彖(たん)に曰く、恒(こう)は久(きゅう)なり、剛(ごう)上って柔(じゅう)下る。雷風(らいふう)相い与(くみ)し、巽(したが)いて動き、剛(ごう)柔(じゅう)みな応ずるは恒(こう)なり。恒(こう)は亨(とお)る、咎なし、貞(ただ)しきに利(よ)ろしとは、その道に久しければなり。天地の道は、恒久(こうきゅう)にして已(や)まざるなり。往くところあるに利(よ)ろしとは、終われば始めあるなり。日月(じつげつ)は天を得て能(よ)く久しく照らし、四時(しいじ)は変化して能(よ)く久しく成し、聖人はその道に久しくして天下化成(かせい)す。その恒(つね)とするところを観て天地万物の情(じょう)見るべし。
象に曰く、雷風(らいふう)は恒(こう)なり。君子もって立ちて方(ほう)を易(か)えず。
初六、浚恒。貞凶。无攸利。
象曰、浚恆之凶、始求深也。
九二、悔亡。
象曰、九二悔亡能久中也。
九三、不恒其徳或承之羞貞吝。
象曰、不恆其徳、无所容也。
九四、田无禽。
象曰、久非其位安得禽也。
六五、恒其徳貞。婦人吉夫子凶。
象曰、婦人貞吉從一而終也。夫子制義從婦凶也。
上六、振恒凶。
象曰、振恒在上大无功也。
初六(しょりく)、恒(つね)を浚(ふか)くす。貞(ただ)しけれども凶なり。利(よ)ろしきところなし。

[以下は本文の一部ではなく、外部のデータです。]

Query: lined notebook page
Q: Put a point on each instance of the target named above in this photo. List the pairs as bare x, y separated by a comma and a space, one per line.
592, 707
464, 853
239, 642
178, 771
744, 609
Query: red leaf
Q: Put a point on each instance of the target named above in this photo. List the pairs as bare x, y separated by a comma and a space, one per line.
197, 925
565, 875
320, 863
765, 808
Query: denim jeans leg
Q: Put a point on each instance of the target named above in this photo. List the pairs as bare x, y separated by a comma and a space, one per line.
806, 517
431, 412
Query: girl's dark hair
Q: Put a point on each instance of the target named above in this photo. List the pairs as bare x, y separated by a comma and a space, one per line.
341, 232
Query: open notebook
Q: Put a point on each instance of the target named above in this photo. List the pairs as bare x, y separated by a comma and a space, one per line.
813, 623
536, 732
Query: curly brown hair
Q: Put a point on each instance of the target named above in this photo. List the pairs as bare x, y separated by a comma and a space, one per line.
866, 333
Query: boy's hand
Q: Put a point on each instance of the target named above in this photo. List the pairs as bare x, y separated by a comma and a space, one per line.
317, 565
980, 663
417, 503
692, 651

象に曰く、恒(つね)を浚(ふか)くするの凶なるは、始めに求むること深ければなり。
九二(きゅうじ)、悔亡ぶ。
象に曰く、九二(きゅうじ)の悔亡ぶるは、能(よ)く中(ちゅう)に久(ひさ)しければなり。
九三(きゅうさん)、その徳を恒(つね)にせず。あるいはこれが羞(はじ)を承(う)く。貞(ただ)しけれども吝(りん)なり。
象に曰く、その徳を恒(つね)にせざれば、容(い)れらるるところなきなり。
九四(きゅうし)、田(かり)して禽(えもの)なし。
象に曰く、久(ひさ)しきもその位(くらい)にあらず、いずくんぞ禽(えもの)を得んや。
六五(りくご)、その徳を恒(つね)にして貞(ただ)し。婦人は吉(きつ)なれど、夫子(ふうし)は凶なり。
象に曰く、婦人は貞(ただ)しければ吉(きつ)とは、一に従いて終わればなり。夫子(ふうし)は義を制す、婦に従えば凶なるなり。
上六(じょうりく)、恒(つね)を振(ふる)う。凶なり。
象に曰く、恒(つね)を振(ふる)って上(かみ)に在り、大いに功(こう)なきなり。